Un fattore di rischio sicuro: gli operatori

L’esame sintetico sulle alcune delle ipotesi alla ricerca di cause e di correlati anatomopatologici della malattia mentale (di cui la schizofrenia è stata considerata massima espressione) conclude prendendo atto che, ancora oggi, ci troviamo solo di fronte ad ipotesi. Nella seconda parte dell’articolo, Cocchi abbandona le ipotesi e, per rispondere alla domanda originaria da cui era partito «Cosa sappiamo con certezza?», sostiene: «Vi sono due altri possibili “fattori di rischio” che vogliamo proporre per una riflessione: riguardano il mondo degli operatori.» Continua proponendo le problematiche dello stigma e le problematiche dell’inerzia al cambiamento.

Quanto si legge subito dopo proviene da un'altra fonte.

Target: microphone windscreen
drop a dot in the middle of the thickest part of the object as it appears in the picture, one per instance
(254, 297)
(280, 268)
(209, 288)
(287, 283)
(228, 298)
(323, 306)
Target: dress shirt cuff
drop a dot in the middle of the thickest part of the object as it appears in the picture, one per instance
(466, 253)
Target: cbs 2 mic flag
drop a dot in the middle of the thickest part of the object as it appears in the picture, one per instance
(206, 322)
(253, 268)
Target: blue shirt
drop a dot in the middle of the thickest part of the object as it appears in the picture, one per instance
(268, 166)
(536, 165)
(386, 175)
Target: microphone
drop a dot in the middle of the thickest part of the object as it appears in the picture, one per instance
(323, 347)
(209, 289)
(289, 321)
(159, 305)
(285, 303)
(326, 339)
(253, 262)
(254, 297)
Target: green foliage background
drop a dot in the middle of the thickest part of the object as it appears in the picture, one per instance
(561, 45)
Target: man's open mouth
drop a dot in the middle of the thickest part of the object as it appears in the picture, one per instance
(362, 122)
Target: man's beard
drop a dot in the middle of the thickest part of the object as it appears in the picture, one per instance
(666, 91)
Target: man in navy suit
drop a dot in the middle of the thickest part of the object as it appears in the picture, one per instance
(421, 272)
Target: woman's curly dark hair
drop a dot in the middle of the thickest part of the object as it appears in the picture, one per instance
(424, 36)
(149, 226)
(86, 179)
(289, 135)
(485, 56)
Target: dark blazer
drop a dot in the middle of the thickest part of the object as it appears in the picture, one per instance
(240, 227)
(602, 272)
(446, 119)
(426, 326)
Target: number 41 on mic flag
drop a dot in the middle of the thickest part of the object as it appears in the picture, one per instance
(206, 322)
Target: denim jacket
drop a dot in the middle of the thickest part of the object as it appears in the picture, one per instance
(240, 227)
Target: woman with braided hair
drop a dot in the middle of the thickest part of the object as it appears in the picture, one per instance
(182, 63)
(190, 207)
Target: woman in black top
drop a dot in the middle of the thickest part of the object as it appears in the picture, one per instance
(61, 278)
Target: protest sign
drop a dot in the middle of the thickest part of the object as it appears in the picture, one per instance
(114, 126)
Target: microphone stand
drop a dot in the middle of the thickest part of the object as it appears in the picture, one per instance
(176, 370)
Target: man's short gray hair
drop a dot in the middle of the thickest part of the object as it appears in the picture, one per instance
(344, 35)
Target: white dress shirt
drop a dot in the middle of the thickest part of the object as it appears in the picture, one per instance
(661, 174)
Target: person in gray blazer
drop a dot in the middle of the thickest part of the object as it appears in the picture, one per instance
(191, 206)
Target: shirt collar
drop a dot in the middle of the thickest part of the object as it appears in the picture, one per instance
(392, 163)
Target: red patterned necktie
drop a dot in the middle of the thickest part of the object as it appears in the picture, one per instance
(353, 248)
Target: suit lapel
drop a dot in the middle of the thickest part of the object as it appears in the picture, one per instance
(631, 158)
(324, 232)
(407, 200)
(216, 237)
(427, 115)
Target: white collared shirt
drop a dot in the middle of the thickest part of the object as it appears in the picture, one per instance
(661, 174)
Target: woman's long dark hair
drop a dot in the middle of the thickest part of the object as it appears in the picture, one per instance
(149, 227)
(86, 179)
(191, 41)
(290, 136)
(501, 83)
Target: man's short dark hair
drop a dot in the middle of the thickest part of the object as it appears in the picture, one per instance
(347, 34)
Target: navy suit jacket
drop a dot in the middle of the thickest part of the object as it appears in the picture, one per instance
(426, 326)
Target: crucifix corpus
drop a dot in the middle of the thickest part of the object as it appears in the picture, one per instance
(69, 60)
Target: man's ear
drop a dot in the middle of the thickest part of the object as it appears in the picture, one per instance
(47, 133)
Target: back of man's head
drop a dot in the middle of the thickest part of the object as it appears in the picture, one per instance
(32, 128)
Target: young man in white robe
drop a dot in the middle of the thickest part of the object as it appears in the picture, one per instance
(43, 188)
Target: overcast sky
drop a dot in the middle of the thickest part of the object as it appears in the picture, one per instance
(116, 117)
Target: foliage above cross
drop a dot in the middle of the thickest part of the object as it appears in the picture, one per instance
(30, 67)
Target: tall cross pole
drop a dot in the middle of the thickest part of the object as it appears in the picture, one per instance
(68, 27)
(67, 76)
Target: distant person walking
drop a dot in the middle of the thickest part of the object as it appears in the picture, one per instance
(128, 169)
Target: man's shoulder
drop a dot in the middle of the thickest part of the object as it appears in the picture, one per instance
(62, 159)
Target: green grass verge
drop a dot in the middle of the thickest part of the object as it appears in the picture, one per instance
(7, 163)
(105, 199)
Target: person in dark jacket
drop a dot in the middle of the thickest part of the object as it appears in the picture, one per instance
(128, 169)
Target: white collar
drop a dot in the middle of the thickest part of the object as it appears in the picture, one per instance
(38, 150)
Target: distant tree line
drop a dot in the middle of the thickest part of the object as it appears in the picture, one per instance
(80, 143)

E siamo non più di fronte ad un’ipotesi ma ad una certezza storica. In tutta la storia della psichiatria, a partire dall’alienistica fino ai giorni nostri, mentre da un lato s’è cercata la mai trovata causa organica di malattia, con promessa di rimozione, dall’altro non si è stati mai decisi a rimuove una sicura causa di malattia: gli operatori, diversamente e variamente chiamati a seconda del periodo storico. Gli “operatori” sono stati, e sono, non solo ipotetici fattori di rischio ma rischio reale e agente. Gli operatori di varia tipologia che s’incontrano in tutta la filiera del processo cosiddetto terapeutico della “malattia mentale”; per esempio quelli che hanno a che vedere con il farmaco dalla produzione, alla distribuzione, alla somministrazione fino alla bocca del malato.